If the weather is cooperating, chances are the pickleball courts at Saanich’s Tolmie Park will be full until sundown.

“I really love it, it’s a very good game,” said Sandy Kirk, one of the dozens of players who used the courts Monday morning.

Pickleball is a relatively new sport with a growing following known for its furious rallies, funny name and signature sound.

“Kind of a hollow twack sound when the ball makes contact with the racket,” said Gary Darrah, manager of park planning and development with the District of Saanich.

Darrah says since the courts were built in 2016, the District of Saanich has received many complaints from residents living in the area.

“We have been fielding complaints for quite some time,” he said. “We feel it’s time to go to council and get some direction on how to approach this problem.”

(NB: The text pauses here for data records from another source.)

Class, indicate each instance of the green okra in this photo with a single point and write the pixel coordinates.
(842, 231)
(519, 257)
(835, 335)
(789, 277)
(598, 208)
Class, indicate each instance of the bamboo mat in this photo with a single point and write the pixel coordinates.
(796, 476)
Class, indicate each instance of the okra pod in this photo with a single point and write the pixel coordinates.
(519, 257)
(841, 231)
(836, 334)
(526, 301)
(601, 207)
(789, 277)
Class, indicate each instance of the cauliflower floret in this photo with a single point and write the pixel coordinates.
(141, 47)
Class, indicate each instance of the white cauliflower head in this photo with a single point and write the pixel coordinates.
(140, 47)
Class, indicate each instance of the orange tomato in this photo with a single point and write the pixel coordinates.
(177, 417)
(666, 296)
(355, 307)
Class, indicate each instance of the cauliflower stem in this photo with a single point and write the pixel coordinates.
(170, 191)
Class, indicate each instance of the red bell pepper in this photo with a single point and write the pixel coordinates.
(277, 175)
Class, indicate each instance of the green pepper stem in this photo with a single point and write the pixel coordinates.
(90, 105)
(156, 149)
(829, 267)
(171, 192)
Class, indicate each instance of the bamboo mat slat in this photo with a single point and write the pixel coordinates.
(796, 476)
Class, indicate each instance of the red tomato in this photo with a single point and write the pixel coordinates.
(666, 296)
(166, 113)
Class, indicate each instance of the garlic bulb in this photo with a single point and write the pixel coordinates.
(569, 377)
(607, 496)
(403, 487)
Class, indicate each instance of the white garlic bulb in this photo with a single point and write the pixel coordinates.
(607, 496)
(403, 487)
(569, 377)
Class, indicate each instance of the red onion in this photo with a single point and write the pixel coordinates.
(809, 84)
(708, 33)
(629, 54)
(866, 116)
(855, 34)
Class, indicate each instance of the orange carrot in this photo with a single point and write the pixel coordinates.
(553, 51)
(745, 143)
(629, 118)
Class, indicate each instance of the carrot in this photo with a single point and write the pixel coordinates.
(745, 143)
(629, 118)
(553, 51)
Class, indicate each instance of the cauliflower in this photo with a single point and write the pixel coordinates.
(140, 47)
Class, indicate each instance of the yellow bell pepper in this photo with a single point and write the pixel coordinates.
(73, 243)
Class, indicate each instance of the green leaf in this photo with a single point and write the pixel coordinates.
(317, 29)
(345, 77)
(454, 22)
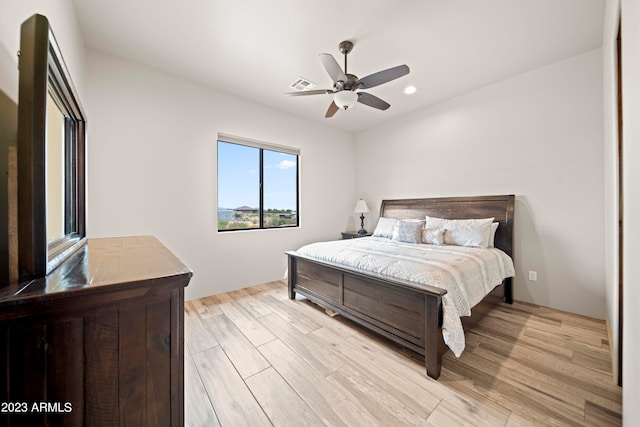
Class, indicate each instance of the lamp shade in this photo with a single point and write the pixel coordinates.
(361, 206)
(345, 98)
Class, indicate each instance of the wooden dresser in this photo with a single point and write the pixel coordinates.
(99, 341)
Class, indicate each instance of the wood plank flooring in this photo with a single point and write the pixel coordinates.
(255, 358)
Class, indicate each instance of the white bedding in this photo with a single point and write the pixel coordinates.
(468, 274)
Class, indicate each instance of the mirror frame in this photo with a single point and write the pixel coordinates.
(41, 67)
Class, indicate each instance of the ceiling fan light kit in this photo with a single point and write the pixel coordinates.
(346, 87)
(345, 98)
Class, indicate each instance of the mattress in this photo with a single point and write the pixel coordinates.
(468, 274)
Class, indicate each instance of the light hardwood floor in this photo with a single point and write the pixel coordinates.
(255, 358)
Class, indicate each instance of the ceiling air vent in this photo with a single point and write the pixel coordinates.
(302, 84)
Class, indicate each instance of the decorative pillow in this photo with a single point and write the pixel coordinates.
(433, 236)
(492, 234)
(468, 232)
(385, 227)
(408, 231)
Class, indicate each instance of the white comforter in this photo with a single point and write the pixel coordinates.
(468, 274)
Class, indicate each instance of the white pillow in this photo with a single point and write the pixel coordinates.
(492, 234)
(433, 236)
(468, 232)
(408, 231)
(385, 227)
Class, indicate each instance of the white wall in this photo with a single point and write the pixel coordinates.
(152, 170)
(630, 10)
(62, 19)
(611, 188)
(539, 136)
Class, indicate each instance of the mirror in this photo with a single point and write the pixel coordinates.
(54, 179)
(51, 148)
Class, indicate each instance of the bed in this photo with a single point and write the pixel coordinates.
(405, 308)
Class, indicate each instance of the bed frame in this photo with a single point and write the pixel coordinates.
(398, 309)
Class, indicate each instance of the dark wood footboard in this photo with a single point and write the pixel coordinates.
(396, 309)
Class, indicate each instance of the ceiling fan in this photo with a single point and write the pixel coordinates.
(345, 86)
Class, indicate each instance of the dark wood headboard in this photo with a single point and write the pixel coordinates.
(498, 207)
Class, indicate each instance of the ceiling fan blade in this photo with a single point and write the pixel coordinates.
(384, 76)
(333, 68)
(331, 110)
(372, 101)
(309, 92)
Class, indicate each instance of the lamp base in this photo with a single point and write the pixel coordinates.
(362, 230)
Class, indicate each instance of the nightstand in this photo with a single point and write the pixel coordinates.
(353, 235)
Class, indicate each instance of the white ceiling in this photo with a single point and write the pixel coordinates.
(255, 48)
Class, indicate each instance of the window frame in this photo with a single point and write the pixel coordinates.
(261, 146)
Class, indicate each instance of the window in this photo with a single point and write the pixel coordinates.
(257, 185)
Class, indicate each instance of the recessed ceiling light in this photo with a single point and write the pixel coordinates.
(410, 89)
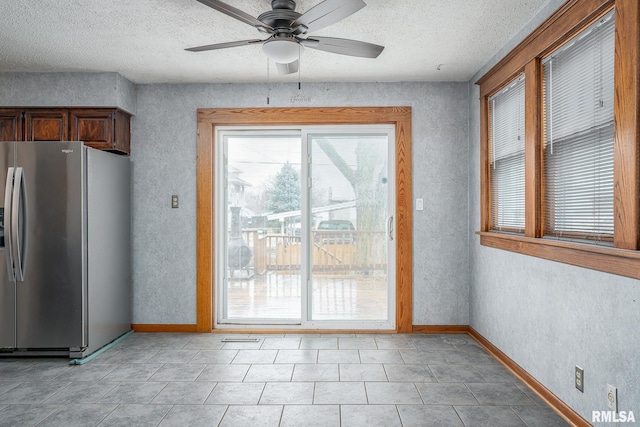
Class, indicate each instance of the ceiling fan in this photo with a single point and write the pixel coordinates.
(288, 31)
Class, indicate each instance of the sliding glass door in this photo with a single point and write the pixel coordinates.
(304, 222)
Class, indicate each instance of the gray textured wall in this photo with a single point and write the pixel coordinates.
(163, 155)
(547, 316)
(163, 161)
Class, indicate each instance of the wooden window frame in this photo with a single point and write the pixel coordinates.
(208, 119)
(571, 18)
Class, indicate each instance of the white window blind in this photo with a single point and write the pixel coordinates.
(578, 102)
(506, 112)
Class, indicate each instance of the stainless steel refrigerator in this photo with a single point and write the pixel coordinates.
(65, 275)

The Tolmie Park courts — a place that is considered by some as one of the most popular pickleball destinations in the Capital Regional District and where nearby houses are only 22 metres away — have received the most noise complaints followed by the courts at McMinn Park, according to Darrah.

Most of the complaints are related to sounds of the racket hitting the ball, although Darrah says loud talking and laugher generated from the social game have also been noted in some of the complaints.

Saanich city staff are trying to come up with a solution and have recommended several options for council to consider, including one proposed solution that involves the installation of acoustic fencing panels for an estimated $45,000.

There are currently acoustic fencing panels located at Tolmie Park, however, staff believes they need to be modified, heightened and or changed completely in order to successfully mitigate the sound.

Other proposed solutions range from a booking system and limiting playtimes to eliminating the courts.

“One of the other options is to actually take the courts out altogether,” said Darrah, who stressed to CHEK News that staff would prefer a compromise that benefits all parties, hoping to avoid eliminating the courts.

Darrah says relocating courts is a challenge due to a lack of available locations. He also says other municipalities in the CRD will be watching Saanich closely, as the issue stretches far beyond the city limits.

“We’ve been talking to our colleagues in Oak Bay and the City of Victoria as well, and they’re very interested in what we’re up to here and if we do find a good noise solution they will definitely be partnering with us in the future,” said Darrah.

District of Saanich staff will be presenting the pickleball proposal at tonight’s Saanich council meeting.